Евангелие ежа
Шрифт:
Он как будто вообще не желал ничего знать про то, что и другим бывает больно, - чужое отчаяние его раздражало.
Дочь пишет (7.10.1939):
"Жить мне очень скучно. Каждое утро просыпаюсь и думаю: для чего мне вставать? В конце концов, воспитывать Люшку можно и лежа. Самые дурные часы: утром перед вставанием и вечером перед сном. Днем занят повседневностью, а утром и вечером думаешь о жизни. Ах, я прекрасно знаю, что человек должен трудиться. И тружусь. Но плохо, когда живешь только из чувства долга. Такая жизнь утомляет..."
Отец - в ответ:
"Читаю Хэмингвэя, Колдвелла, получаю
Какая-то колкая точка пляшет в этом пассаже - лучезарном, бредовом. Быть может - обычная презумпция перлюстрации.
Не исключаю, впрочем, что дочь наказана не за тоску, а за бестактную фразу про дневник Никитенко (в том же письме):
"Никитенко читаю с интересом и жалостью. Страшна судьба человека, который неправильно понял главное в своей эпохе. Как бы он ни был умен и порядочен он обречен во всем наврать, натворить глупостей и подлостей..."

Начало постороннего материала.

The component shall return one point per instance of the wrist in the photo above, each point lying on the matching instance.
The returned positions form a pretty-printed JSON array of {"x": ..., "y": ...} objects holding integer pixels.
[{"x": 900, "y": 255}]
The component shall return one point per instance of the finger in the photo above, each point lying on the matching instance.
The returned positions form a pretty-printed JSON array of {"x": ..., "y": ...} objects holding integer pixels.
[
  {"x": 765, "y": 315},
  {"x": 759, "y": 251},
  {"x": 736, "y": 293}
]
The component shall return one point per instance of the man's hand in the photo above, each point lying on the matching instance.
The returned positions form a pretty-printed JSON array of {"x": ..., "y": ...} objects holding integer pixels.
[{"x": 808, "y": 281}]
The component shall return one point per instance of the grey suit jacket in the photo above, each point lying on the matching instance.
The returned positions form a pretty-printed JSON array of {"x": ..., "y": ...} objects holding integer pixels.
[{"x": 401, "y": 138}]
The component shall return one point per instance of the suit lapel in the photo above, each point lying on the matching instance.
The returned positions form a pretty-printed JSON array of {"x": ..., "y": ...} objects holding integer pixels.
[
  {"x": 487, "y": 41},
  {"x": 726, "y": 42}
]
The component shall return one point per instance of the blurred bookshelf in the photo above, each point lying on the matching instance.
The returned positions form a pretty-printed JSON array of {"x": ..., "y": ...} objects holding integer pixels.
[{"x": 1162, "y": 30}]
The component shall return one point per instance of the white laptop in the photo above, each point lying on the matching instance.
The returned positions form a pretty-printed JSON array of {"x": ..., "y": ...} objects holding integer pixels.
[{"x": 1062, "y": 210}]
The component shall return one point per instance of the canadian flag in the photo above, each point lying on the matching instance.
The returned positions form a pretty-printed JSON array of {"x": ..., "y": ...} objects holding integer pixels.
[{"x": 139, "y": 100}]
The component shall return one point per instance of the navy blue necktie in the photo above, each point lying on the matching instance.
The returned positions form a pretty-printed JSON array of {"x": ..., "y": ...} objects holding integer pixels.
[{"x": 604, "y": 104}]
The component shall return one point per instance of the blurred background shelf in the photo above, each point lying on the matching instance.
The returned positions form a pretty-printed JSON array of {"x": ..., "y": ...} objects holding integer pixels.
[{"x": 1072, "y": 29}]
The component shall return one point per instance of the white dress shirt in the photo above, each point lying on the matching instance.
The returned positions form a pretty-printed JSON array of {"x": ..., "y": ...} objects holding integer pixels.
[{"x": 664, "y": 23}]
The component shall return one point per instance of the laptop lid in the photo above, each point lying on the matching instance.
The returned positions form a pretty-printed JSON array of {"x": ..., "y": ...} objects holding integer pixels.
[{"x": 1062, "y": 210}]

Этот Никитенко был в XIX веке посредственный литератор, усердный цензор; пятьдесят лет подряд заносил в дневник факты и сплетни - теперь этим трем томам нет цены. Вошел в историю литературы - вообще прожил преблагополучно, пользуясь уважением самых выдающихся современников. Никому, кроме Лидии Корнеевны, жалок не казался, - тем легче заподозрить в ее словах некий намек. Положим, афоризм ничего не стоит опрокинуть: страшна судьба того, кто правильно понял главное. Но это смотря что считать главным.
В дневнике К. И. среди других поразительных сцен есть и такая (20.10.1953):
"Был у Федина. Говорит, что в литературе опять наступила весна. Во-первых, Эренбург напечатал в "Знамени" статью, где хвалит чуть не Андре Жида ...> Во-вторых, Ахматовой будут печатать целый томик ...>, Боря Пастернак кричал мне из-за забора ...>: "Начинается новая эра, хотят издавать меня!"..."

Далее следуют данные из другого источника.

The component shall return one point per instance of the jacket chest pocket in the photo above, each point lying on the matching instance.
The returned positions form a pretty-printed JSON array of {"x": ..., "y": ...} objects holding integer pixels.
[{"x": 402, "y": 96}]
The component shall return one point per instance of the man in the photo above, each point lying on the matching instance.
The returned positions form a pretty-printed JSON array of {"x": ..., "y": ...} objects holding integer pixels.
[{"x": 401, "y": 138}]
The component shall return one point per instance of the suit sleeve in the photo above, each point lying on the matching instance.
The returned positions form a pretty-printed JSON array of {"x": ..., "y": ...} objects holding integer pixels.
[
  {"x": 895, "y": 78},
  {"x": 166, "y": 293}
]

Кажется, язвительней нельзя - этот возглас войдет в пословицу местоимение даже подчеркнуто: как близоруко себялюбивы наши литераторы! Но тут же Корней Чуковский обозначает масштаб своих политических упований:
"О, если бы издали моего "Крокодила" и "Бибигона"!..."
Лидия Чуковская, хоть и воспитывалась в этом же птичнике, свободу и справедливость представляла себе по-другому:
"Я хочу, чтобы винтик за винтиком была исследована машина, которая превращала полного жизни, цветущего деятельностью человека в холодный труп. Чтобы ей был вынесен приговор. Во весь голос. Не перечеркнуть надо счет, поставив на нем успокоительный штемпель "уплачено", а распутать клубок причин и следствий, серьезно, тщательно, петля за петлей, его разобрать..."
Это из статьи в самиздате, год 1968, но мечта - всей жизни.
Корней Иванович, по его же словам, "несмотря ни на что, очень любил Сталина", - однако же и мнения Лидии Корнеевны, "единственного друга в литературе", вроде бы разделял; но с важными оговорками; под старость (тоже, кстати, в 1968) одну из них
"Теперь, когда происходит хунвейбинская расправа с интеллигенцией, когда слово интеллигент стало словом ругательным - важно оставаться в рядах интеллигенции, а не уходить из ее рядов - в тюрьму. Интеллигенция нужна нам здесь для повседневного интеллигентского дела. Неужели было бы лучше, если бы Чехова или Констанс Гарнетт посадили в тюрьму..."
Он, конечно, боялся за дочь - и, я думаю, побаивался дочери, и страха этого ради нередко вел себя великодушно: чтобы она не переставала им гордиться. (На похороны Бориса Пастернака все же не пошел.) Но про себя, как страстный мизантроп, считал ее вечную борьбу с Глупостью занятием, не достойным ума.
Лидия Корнеевна, наоборот, верила в ценность правды. И за себя - не боялась ничего и никого. Жила и писала, как свидетель обвинения на суде, так и не состоявшемся. Хотя много, много раз в ее сочинениях и письмах встречаются эти строчки Блока:
Человеческая глупость, безысходна, величава,
Бесконечна...
Не сомневаюсь, что эти стихи впервые прочитал ей отец.
Оба - отец и дочь - смотрели на жизнь из литературы. Верней, классические тексты составляли для них страну истинного бытия, откуда льется вечный свет на несчастную личную действительность - плоскость утрат и унижений. Оба убедились на собственном опыте: никакая человеческая беда, даже смерть близких, не отменяет слез восторга и наслаждения, неизменно доставляемых стихами Некрасова, Фета, Блока. Зато без стихов жить очень трудно, практически невозможно, а кто на это способен - в лучшем случае жалкий калека, в худшем урод и как бы естественный враг. Корней Иванович всю жизнь не переставал удивляться: неужели эти существа воображают, что они тоже живут?
"Неужели никто им ни разу не сказал, что, напр., читать Фета - это слаще всякого вина?"
Записано с оттенком сочувствия: год 1926, народ еще не просвещен, а вот у новых поколений все впереди, на то и Детиздат.
(Кстати: в винах Корней Иванович вряд ли разбирался; в рот, говорят, не брал.)
Но вот уже стали взрослыми чудные дети чудных советских детей: год 1959, больница, очередная встреча с "простыми людьми".
"Мед. "сестра" это типичная низовая интеллигенция, сплошной массовый продукт - все они знают историю партии, но не знают истории своей страны, знают Суркова, но не знают Тютчева - словом, не просто дикари, а недочеловеки..."
А ведь учили, несомненно, учили "Федорино горе" наизусть.
Впрочем, это жертвы сталинизма, ничего не поделаешь, - "это поколение будет оголтелым, обездушенным, темным".
Однако же и в 1969 современники выглядели более чем странно:
"...Разговаривать с ней одно удовольствие - живой, деятельный, скептический ум.
Но... она даже не предполагает, что в России были Мандельштам, Заболоцкий, Гумилев, Замятин, Сомов, Борис Григорьев, в ее жизни пастернаковское "Рождество" не было событием, она не подозревала, что "Мастер и Маргарита" и "Театральный роман" - наша национальная гордость. "Матренин двор", "В круге первом" - так и [не] дошли до ее сознания. Она свободно обходится без них.